Since 2018, Dr. Amutah-Onukagha has planned and led a national conference on Black Maternal Health Inequities. The audience of almost 700 attendees has spanned healthcare professionals, community health workers, doulas, students, and community activists. Now in its third year, the 2020 conference has grown from a ½ day symposium to a full day conference with speakers coming to the Boston area from across the country. In addition to her co-chairs and illustrious team of volunteers and advisory board members, Ndidiamaka provides strategic vision and leadership for the conference and related community focused activities to ensure that voices of women of color are centered and amplified to address the urgent crisis of maternal mortality and morbidity in the Boston area and around the country.
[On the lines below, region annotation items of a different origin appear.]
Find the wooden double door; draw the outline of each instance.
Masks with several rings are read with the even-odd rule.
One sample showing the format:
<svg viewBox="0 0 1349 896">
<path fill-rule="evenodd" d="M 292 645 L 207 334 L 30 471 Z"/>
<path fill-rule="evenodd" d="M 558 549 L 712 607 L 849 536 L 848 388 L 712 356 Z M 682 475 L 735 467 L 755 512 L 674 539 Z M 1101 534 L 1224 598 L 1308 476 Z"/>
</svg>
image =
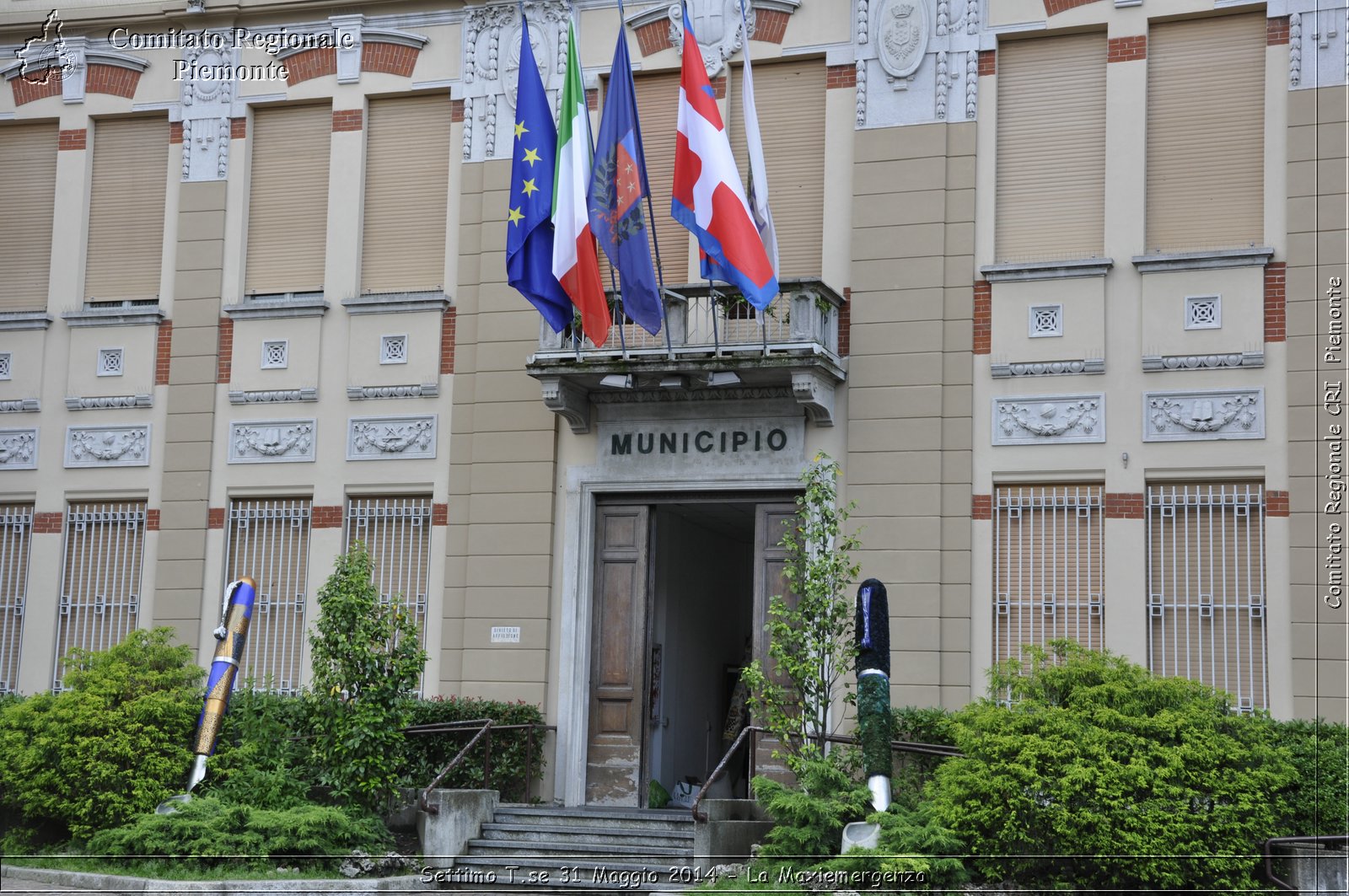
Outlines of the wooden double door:
<svg viewBox="0 0 1349 896">
<path fill-rule="evenodd" d="M 751 618 L 746 632 L 754 659 L 766 656 L 768 636 L 764 629 L 769 599 L 786 591 L 782 575 L 785 553 L 780 547 L 784 526 L 795 520 L 796 505 L 791 495 L 707 498 L 691 503 L 735 503 L 746 520 L 745 541 L 726 540 L 726 549 L 743 552 L 750 561 Z M 673 503 L 673 502 L 670 502 Z M 681 707 L 664 706 L 653 717 L 660 679 L 669 679 L 679 663 L 707 661 L 691 657 L 687 650 L 657 650 L 653 668 L 653 596 L 657 582 L 669 583 L 680 576 L 695 576 L 708 556 L 670 556 L 657 551 L 658 499 L 627 499 L 596 505 L 594 594 L 591 609 L 590 656 L 590 725 L 585 761 L 585 802 L 596 806 L 646 806 L 649 764 L 645 761 L 652 738 L 660 733 L 661 717 L 679 714 Z M 753 525 L 753 533 L 749 528 Z M 746 541 L 749 544 L 746 544 Z M 714 544 L 723 544 L 712 537 Z M 753 552 L 753 557 L 747 555 Z M 662 564 L 665 568 L 657 569 Z M 673 578 L 673 579 L 672 579 Z M 741 605 L 743 609 L 743 596 Z M 665 613 L 688 613 L 679 606 Z M 685 630 L 718 626 L 719 619 L 685 618 Z M 743 623 L 742 623 L 743 625 Z M 708 627 L 712 634 L 712 629 Z M 719 673 L 719 672 L 718 672 Z M 653 684 L 656 690 L 653 692 Z M 691 699 L 684 696 L 683 699 Z M 688 708 L 688 707 L 684 707 Z M 668 721 L 665 722 L 668 725 Z M 722 756 L 720 730 L 708 735 L 710 764 Z M 715 752 L 715 756 L 712 754 Z M 669 781 L 665 781 L 669 785 Z"/>
</svg>

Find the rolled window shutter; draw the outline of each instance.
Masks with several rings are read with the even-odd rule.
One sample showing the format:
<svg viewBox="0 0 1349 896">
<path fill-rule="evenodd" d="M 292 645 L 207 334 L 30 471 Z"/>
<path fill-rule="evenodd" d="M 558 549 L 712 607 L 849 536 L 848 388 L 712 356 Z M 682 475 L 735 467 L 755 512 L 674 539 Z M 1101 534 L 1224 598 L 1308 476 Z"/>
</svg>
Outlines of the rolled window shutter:
<svg viewBox="0 0 1349 896">
<path fill-rule="evenodd" d="M 94 123 L 86 298 L 159 294 L 167 178 L 167 120 Z"/>
<path fill-rule="evenodd" d="M 258 109 L 252 128 L 246 293 L 324 287 L 332 109 Z"/>
<path fill-rule="evenodd" d="M 1147 250 L 1264 242 L 1264 13 L 1148 35 Z"/>
<path fill-rule="evenodd" d="M 57 200 L 57 124 L 0 125 L 0 309 L 46 308 Z"/>
<path fill-rule="evenodd" d="M 743 66 L 735 67 L 733 78 L 727 104 L 731 150 L 747 192 Z M 824 59 L 757 63 L 754 107 L 777 232 L 778 277 L 819 277 L 824 227 Z"/>
<path fill-rule="evenodd" d="M 637 115 L 642 124 L 642 154 L 646 157 L 646 182 L 652 188 L 652 208 L 656 224 L 652 228 L 660 240 L 661 267 L 666 283 L 688 279 L 688 231 L 670 217 L 670 196 L 674 190 L 674 134 L 679 120 L 679 72 L 633 78 L 637 96 Z M 646 211 L 643 204 L 642 211 Z M 650 227 L 650 223 L 648 223 Z M 656 252 L 652 252 L 656 260 Z M 600 274 L 608 285 L 608 273 L 600 262 Z"/>
<path fill-rule="evenodd" d="M 370 103 L 363 291 L 444 286 L 449 113 L 444 94 Z"/>
<path fill-rule="evenodd" d="M 1105 69 L 1105 34 L 998 47 L 1000 262 L 1102 254 Z"/>
</svg>

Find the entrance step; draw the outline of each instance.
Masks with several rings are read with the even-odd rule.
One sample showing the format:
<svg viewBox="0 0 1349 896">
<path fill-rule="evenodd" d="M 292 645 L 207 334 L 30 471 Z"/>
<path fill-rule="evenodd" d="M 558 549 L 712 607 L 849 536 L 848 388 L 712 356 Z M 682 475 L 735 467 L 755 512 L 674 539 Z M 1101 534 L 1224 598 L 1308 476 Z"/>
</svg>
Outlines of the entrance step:
<svg viewBox="0 0 1349 896">
<path fill-rule="evenodd" d="M 499 806 L 445 884 L 473 892 L 683 889 L 696 880 L 688 810 Z"/>
</svg>

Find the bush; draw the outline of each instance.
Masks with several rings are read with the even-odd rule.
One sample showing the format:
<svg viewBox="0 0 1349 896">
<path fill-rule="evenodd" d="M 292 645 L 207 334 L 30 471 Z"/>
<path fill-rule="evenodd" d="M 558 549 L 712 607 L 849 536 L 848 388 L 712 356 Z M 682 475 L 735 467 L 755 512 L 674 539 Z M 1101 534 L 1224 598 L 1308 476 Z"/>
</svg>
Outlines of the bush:
<svg viewBox="0 0 1349 896">
<path fill-rule="evenodd" d="M 467 722 L 471 719 L 494 719 L 498 725 L 542 725 L 544 714 L 537 706 L 522 700 L 505 703 L 473 698 L 433 696 L 411 704 L 411 725 L 444 725 L 447 722 Z M 403 745 L 403 758 L 399 765 L 405 787 L 426 787 L 442 768 L 464 748 L 472 730 L 464 734 L 413 734 Z M 526 802 L 525 793 L 526 754 L 529 777 L 536 784 L 544 772 L 545 731 L 536 730 L 533 749 L 529 748 L 529 733 L 523 729 L 495 731 L 491 739 L 491 780 L 488 785 L 499 789 L 506 802 Z M 441 787 L 483 787 L 483 760 L 486 745 L 478 746 L 451 772 Z"/>
<path fill-rule="evenodd" d="M 870 811 L 871 795 L 847 769 L 830 758 L 803 757 L 793 789 L 762 775 L 754 777 L 754 797 L 776 827 L 764 838 L 766 858 L 826 858 L 839 850 L 843 826 Z"/>
<path fill-rule="evenodd" d="M 1012 706 L 954 717 L 963 757 L 929 788 L 936 820 L 959 835 L 977 873 L 1021 885 L 1259 887 L 1260 842 L 1276 830 L 1271 796 L 1291 780 L 1268 718 L 1230 698 L 1153 677 L 1109 653 L 1058 641 L 1029 669 L 994 669 Z"/>
<path fill-rule="evenodd" d="M 318 783 L 348 806 L 380 810 L 398 787 L 402 729 L 426 652 L 401 602 L 383 603 L 360 542 L 318 590 L 309 636 L 314 679 L 310 756 Z"/>
<path fill-rule="evenodd" d="M 1349 831 L 1349 727 L 1325 719 L 1276 723 L 1275 737 L 1292 757 L 1294 780 L 1279 800 L 1282 837 Z"/>
<path fill-rule="evenodd" d="M 101 856 L 171 858 L 192 869 L 244 865 L 262 870 L 302 860 L 308 870 L 333 869 L 351 853 L 378 853 L 389 833 L 378 819 L 313 803 L 285 810 L 231 804 L 200 796 L 169 815 L 142 815 L 100 831 L 89 851 Z"/>
<path fill-rule="evenodd" d="M 0 712 L 0 802 L 28 829 L 86 838 L 182 791 L 202 671 L 171 629 L 71 650 L 65 690 Z"/>
<path fill-rule="evenodd" d="M 305 710 L 302 698 L 236 687 L 202 792 L 255 808 L 304 804 L 314 783 L 309 744 L 297 737 L 309 725 Z"/>
</svg>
Paige Fernandez is the Policing Policy Advisor in the ACLU’s National Political Advocacy Department. Fernandez develops and implements comprehensive strategies that achieve a clear vision of effective, democratic, and constitutional policing to establish and reinforce community trust in its peacekeepers. She also develops and leads nationwide advocacy around police practices.
Fernandez’s approach to police accountability and reform places communities at the forefront of the work, a practice rooted in her grassroots experience. Prior to joining the ACLU, she co-founded and directed multiple chapters of Together We Stand, a nonprofit aimed at dismantling racism, discrimination, and police brutality. She also has a Masters degree in Public Policy from Oxford and a B.A. from Sarah Lawrence College.